Make sure you pay close attention to the behavior of the band members. Thanks to Shane.

Posted by: Nine Deuce | May 21, 2009

That’s what I was thinking!!!

Is it just me, or is this guy supposed to be every dude who went to high school west of Palm Springs and south of Pismo Beach between 1987 and 2001? And is Jack in the Box encouraging people to drive when they’re high? I think this is my favorite commercial of all time.

Posted by: Nine Deuce | April 18, 2009

YouTube Told Me to Give You This

Posted by: Nine Deuce | April 15, 2009

The Full Gulp Pull

Since it’s the weekend, I thought I’d share something partytastic with you all, a video I discovered a year or so ago that has recently resurfaced. Some dude that was in Pantera (what’s funnier than metal cowboys?) and a few other dudes who were in some other hilarious bands whose names I can’t remember were partying for some reason last summer, maybe because they’d just started a new side project called Hell Yeah (I swear) and had recently put out a single called “Alcohaulin’ Ass.” If I’d thought that shit up, I’d be partying too.

They decided that in order to party properly, they’d need some Jagermeister. And not like a few bottles, but a thousand dollars’ worth of Jagermeister. I’ve often said that there is no drink that marks someone as an asshole better than Jagermeister, but I think I may have been wrong. These guys are obviously unintentional comedic geniuses, and they’re into Jagermeister, so it has to be cool.

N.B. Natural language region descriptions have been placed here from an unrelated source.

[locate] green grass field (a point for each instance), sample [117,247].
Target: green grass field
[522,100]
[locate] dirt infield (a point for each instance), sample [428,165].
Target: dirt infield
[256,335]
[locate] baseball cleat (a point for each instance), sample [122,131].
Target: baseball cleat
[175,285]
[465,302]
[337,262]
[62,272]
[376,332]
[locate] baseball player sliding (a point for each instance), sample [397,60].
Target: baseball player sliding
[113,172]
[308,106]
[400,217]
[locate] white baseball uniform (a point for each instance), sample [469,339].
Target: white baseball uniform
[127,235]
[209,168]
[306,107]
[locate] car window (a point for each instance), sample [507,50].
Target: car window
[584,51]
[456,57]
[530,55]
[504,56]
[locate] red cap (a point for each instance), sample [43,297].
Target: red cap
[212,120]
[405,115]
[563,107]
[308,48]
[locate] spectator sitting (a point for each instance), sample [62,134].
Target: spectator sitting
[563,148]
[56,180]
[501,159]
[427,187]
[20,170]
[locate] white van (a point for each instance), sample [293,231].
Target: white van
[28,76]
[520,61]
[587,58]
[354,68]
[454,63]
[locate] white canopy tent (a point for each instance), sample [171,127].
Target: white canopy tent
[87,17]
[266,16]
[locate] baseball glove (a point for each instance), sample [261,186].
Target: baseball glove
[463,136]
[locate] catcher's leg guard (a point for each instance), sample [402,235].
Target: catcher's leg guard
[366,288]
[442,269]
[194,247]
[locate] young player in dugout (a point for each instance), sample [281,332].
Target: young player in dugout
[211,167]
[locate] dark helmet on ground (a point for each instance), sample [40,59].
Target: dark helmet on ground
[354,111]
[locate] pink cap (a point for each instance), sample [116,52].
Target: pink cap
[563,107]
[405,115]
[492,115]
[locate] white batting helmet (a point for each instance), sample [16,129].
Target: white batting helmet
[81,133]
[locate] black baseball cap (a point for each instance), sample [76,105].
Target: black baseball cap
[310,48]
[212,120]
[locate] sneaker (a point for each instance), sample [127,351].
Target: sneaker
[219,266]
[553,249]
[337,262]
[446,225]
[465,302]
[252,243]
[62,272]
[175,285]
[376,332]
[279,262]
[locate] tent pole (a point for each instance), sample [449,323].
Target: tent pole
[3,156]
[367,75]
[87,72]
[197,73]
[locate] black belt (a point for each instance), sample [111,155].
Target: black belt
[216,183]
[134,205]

They staged a trip to a suburban booze emporium called Daddy’s Liquor. On the way there, the Pantera dude introduces us to Hell Yeah’s assistant, Bri Dog, who has a beard that, braided, could put Scott Ian’s to shame. I suppose that’s no surprise, since I’d be willing to bet that the Anthrax dude can’t even handle Jager. Bri Dog, like the other band assistant, Video Fuckin’ Bob, has on a Jager t-shirt. That alone tells me he’s pretty much the baddest dude in town, but he proved it when he said what may be the funniest thing I’ve ever heard when the camera hit him: “I can’t wait to wrap my lips around that dark green bottle and get me a full gulp pull of me some Jagermeister.” Fuck yeah.

They went on and on in the car about how hard they were going to party, how awesome Jager is, how much money they were going to spend on it, and how awesome Disturbed is for being a “Jager band.” (How does one know when a band is a Jager band? I want to start a Jager band. I think it’ll be called Full Gulp Pull. Anyone in?)

They got to the liquor store and bought $992.99 worth of the elixir (weak sauce – why not actually break $1000?), then headed out to the parking lot to get started on the full gulp pull. Because the sun sets during the clip, it’s obvious that they hung out in the parking lot for quite awhile. They were there at least long enough to accost two random black dudes and ask one of them if he’d be willing to do a rap about Jager. You know, because all black guys can rap. The dude didn’t rap, but he did do the full gulp pull on a shot bottle of Jager for the camera, a demonstration that the Pantera guy dubbed “drinking lessons 101.” The guy was pretty good.

Pantera dude, apparently saddened by the fact that no rap would be provided by the black guys, did his own: “I’m a mother-fuckin’, titty-suckin’, two-balled bitch, your mama’s in the kitchen cookin’ red hot shit.” He also lamented the fact that Dime Bag Darrell couldn’t be there to do the full gulp pull on $1000-worth of Jager with them (seriously, bro, that fuckin’ sucks, dude).

This video is basically the most amazing thing I’ve seen in years. (I mean, it’s almost as good as Trapped in the Closet.) You might wonder why it exists, you might wonder what the fuck these guys were thinking, but that’s just because you don’t know how to party. These artists sat down, thought this out, probably wrote a script, carried the trip out, then edited and distributed the footage, all to let us know how fuckin’ hard they party. I recommend you watch it at least 5 times (10 would be better) to get the full effect.